Ten years ago, on March 20, 2003, the administration of George W. Bush launched its disastrous invasion of Iraq. It’s a war most Americans — including many Republicans who enthusiastically supported it — are working assiduously to forget.
Not so fast. An examination of the lies, the hypocrisy and the power-mongering that led us into that act of grand folly may help us to avoid similar impulses in the coming decades. Besides, there are lasting consequences that cannot be shoved into history’s dustbin.
Yes, Saddam Hussein is dead. So are an estimated 100,000 Iraqis and more than 4,400 Americans. Countless other Americans are forever maimed, some of them suffering mental traumas from which they will never fully recover.
That’s the human toll. It doesn’t include the billions of dollars that were wasted. While the official calculations of the cost to the treasury are in the $800 billion range, Nobel laureate Joseph Stiglitz has put the cost to the U.S. economy at $3 trillion. That’s why it’s quite laughable now to listen to the Fox News crew blast President Obama over the budget deficit. They all cheered for Bush’s dumb war, which he prosecuted while cutting taxes.
But the most disastrous long-term consequence of the war may be its effect on Iran. The United States gave Saddam nominal support for years because he served as a check on Iran, his bitter enemy. Now Shiites run Iraq, as they do Iran, and Tehran has great influence in Baghdad.
So how is it that so many cheered the invasion? Why did so few voice any dissent? Why was it that those who did argue against the war were vilified as traitors?
I vividly recall the months leading to the war because I was among those who insisted at the outset that the drive to oust Saddam was foolish. (At first, I assumed Bush was merely posturing. Even he, I thought, wouldn’t do something that stupid.) For my trouble, I was denounced as a fifth columnist, an appeaser, a liberal bed-wetter, etc.

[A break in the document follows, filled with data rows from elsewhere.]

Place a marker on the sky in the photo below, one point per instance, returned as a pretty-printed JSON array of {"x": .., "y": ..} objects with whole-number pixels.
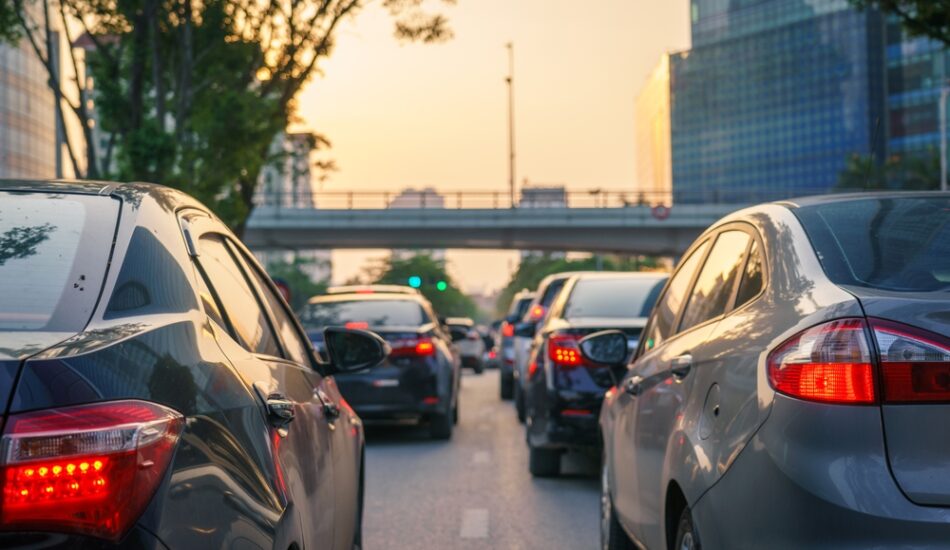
[{"x": 413, "y": 115}]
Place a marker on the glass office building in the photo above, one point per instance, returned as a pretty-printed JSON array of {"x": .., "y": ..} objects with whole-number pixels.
[
  {"x": 773, "y": 98},
  {"x": 27, "y": 116}
]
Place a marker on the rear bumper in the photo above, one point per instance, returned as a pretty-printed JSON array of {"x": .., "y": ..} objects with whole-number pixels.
[{"x": 813, "y": 477}]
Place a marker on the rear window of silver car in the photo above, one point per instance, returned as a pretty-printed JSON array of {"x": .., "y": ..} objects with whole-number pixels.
[{"x": 897, "y": 244}]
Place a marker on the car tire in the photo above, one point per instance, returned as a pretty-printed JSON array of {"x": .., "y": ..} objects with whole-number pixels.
[
  {"x": 544, "y": 462},
  {"x": 687, "y": 537},
  {"x": 507, "y": 387},
  {"x": 612, "y": 535},
  {"x": 519, "y": 405},
  {"x": 440, "y": 426}
]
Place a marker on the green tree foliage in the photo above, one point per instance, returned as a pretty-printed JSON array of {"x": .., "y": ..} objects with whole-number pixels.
[
  {"x": 910, "y": 173},
  {"x": 191, "y": 94},
  {"x": 929, "y": 18},
  {"x": 533, "y": 269},
  {"x": 302, "y": 288},
  {"x": 450, "y": 302}
]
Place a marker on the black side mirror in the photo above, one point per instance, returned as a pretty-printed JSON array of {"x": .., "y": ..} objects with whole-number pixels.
[
  {"x": 526, "y": 330},
  {"x": 351, "y": 350},
  {"x": 608, "y": 348}
]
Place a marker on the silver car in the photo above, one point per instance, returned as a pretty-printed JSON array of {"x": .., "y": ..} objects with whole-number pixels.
[{"x": 792, "y": 389}]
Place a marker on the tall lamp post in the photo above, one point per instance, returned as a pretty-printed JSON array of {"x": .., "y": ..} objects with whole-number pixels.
[{"x": 511, "y": 122}]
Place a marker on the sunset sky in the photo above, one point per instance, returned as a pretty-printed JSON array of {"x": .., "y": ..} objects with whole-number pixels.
[{"x": 402, "y": 115}]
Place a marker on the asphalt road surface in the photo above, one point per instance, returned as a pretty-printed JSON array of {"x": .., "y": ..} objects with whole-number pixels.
[{"x": 475, "y": 490}]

Among those attacking my anti-invasion stance were comfortable, affluent professionals whose sons and daughters would never have considered volunteering for military service. I was dumbfounded by the nonchalance — and hypocrisy — with which they endorsed a war that would be fought by young men and women largely from the working classes.
I was also deeply disappointed — taken aback, actually — by the complicity of the major news media, whose supposedly intrepid journalists, instead of ferreting out official dishonesty, caved before it. The nation’s best newspapers ran numerous front-page stories trumpeting the Bush administration’s lies about Saddam, his alleged WMDs and his supposed collusion with Osama bin Laden. There were no similarly placed stories about the Project for the New American Century, the group of neo-cons who were pushing for Saddam’s ouster years before 9/11.

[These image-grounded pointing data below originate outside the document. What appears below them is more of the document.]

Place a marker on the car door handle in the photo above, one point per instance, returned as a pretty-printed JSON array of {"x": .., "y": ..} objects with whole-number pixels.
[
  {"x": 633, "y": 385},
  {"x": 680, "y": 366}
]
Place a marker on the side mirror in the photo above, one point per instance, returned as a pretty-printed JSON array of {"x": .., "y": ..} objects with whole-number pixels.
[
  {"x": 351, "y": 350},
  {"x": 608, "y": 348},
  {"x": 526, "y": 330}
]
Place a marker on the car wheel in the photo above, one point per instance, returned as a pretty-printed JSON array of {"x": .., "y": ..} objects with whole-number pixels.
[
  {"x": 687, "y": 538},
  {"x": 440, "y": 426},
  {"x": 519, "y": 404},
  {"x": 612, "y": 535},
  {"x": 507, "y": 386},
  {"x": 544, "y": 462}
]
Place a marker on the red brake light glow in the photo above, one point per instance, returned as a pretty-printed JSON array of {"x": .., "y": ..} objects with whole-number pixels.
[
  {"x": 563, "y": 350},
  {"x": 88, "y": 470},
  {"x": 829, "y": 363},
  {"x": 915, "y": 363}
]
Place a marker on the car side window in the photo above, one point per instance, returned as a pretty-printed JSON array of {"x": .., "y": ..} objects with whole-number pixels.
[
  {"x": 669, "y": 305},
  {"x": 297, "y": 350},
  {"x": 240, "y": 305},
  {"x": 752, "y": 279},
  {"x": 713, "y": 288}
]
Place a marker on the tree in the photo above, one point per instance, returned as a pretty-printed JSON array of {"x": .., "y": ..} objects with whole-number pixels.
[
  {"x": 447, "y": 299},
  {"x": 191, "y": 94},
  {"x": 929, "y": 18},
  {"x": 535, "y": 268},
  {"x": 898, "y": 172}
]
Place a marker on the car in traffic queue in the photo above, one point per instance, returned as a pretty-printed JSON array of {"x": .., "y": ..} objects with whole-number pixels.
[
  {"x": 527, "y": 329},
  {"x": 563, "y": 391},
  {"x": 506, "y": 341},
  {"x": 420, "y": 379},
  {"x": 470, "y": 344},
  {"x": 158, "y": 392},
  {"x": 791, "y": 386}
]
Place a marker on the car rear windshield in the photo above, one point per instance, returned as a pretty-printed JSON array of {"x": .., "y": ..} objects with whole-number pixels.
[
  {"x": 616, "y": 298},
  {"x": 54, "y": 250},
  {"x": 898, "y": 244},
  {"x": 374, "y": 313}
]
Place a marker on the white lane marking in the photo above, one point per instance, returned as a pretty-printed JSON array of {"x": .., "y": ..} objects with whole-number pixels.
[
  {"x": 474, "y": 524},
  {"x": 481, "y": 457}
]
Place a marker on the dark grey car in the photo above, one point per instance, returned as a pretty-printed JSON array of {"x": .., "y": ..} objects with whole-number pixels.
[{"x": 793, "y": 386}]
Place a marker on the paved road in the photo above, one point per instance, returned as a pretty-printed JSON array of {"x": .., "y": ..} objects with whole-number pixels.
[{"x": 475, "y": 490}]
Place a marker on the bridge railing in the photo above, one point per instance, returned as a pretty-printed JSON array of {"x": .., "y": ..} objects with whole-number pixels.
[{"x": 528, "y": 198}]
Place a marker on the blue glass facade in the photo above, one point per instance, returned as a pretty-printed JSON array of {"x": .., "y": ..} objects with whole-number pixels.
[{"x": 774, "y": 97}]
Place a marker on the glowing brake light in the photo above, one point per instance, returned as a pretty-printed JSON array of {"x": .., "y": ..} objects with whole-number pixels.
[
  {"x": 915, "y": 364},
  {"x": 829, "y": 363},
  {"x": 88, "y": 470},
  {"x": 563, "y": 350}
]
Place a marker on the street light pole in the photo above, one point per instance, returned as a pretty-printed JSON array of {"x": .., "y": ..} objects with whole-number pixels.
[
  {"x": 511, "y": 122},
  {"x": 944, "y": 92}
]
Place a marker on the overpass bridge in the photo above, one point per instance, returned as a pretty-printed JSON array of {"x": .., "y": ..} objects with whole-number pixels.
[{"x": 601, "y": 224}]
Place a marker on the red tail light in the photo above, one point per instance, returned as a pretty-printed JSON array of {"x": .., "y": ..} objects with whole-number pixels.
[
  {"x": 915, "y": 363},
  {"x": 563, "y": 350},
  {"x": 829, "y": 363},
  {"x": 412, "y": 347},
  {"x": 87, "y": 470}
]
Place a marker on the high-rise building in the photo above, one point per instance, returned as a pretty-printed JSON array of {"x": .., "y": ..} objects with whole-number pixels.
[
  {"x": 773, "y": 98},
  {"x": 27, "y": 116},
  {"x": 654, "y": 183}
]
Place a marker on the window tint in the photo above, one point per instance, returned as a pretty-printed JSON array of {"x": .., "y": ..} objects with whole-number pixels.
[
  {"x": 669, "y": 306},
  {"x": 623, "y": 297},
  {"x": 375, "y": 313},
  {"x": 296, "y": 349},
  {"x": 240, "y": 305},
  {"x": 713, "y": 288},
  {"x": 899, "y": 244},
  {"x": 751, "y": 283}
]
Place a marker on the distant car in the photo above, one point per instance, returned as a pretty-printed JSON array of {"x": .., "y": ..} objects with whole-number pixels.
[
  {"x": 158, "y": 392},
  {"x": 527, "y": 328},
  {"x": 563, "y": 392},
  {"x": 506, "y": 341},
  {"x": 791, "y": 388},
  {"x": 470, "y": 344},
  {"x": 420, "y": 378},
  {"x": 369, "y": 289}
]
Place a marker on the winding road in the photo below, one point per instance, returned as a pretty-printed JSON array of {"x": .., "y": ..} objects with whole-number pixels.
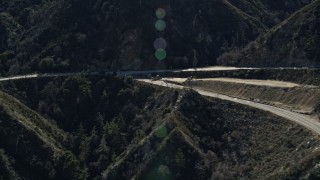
[{"x": 301, "y": 119}]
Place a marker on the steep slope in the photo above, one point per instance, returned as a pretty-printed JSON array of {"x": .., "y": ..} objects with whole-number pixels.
[
  {"x": 30, "y": 146},
  {"x": 270, "y": 12},
  {"x": 135, "y": 130},
  {"x": 69, "y": 34},
  {"x": 294, "y": 42}
]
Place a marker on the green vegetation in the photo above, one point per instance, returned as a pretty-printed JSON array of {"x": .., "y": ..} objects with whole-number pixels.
[
  {"x": 126, "y": 134},
  {"x": 70, "y": 35},
  {"x": 294, "y": 42}
]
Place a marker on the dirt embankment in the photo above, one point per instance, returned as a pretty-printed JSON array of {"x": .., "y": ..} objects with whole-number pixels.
[{"x": 304, "y": 99}]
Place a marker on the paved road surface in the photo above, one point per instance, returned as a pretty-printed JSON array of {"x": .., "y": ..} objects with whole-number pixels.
[{"x": 303, "y": 120}]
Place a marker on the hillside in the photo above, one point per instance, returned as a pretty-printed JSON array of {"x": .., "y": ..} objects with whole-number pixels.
[
  {"x": 294, "y": 42},
  {"x": 80, "y": 35},
  {"x": 134, "y": 130}
]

Andrew Bacevich, a well-respected foreign policy scholar and early opponent of the war, lists a misplaced faith in the U.S. military as among several reasons for the lack of critical questioning from the media or political leaders.
“It was taken for granted that we would win and we would win easily,” Bacevich, a Boston University professor and retired military officer, told me. “For anyone to question the effectiveness of the U.S. military in those days was tantamount to failing to support the troops, and no politician or person who cared about their public reputation dared do anything that would suggest failure to support the troops.”
Bacevich also points out that, unlike the war in Vietnam, which was also fueled by official dishonesty, few public figures who led the nation into Iraq have paid any price. Not only was Lyndon Johnson’s career cut short and legacy diminished, but his leading foreign policy strategists were also forced into public contrition.
Not so with Bush’s minions. Vice President Darth, ah, Dick Cheney remains adamant that Saddam was in league with anti-U.S. terrorists, even though all credible intelligence officials have said otherwise. John McCain, for his part, bludgeoned Chuck Hagel recently because Hagel came to oppose the war.
It’s much too early to forget the folly of Iraq. Too few of us have learned any lessons from it.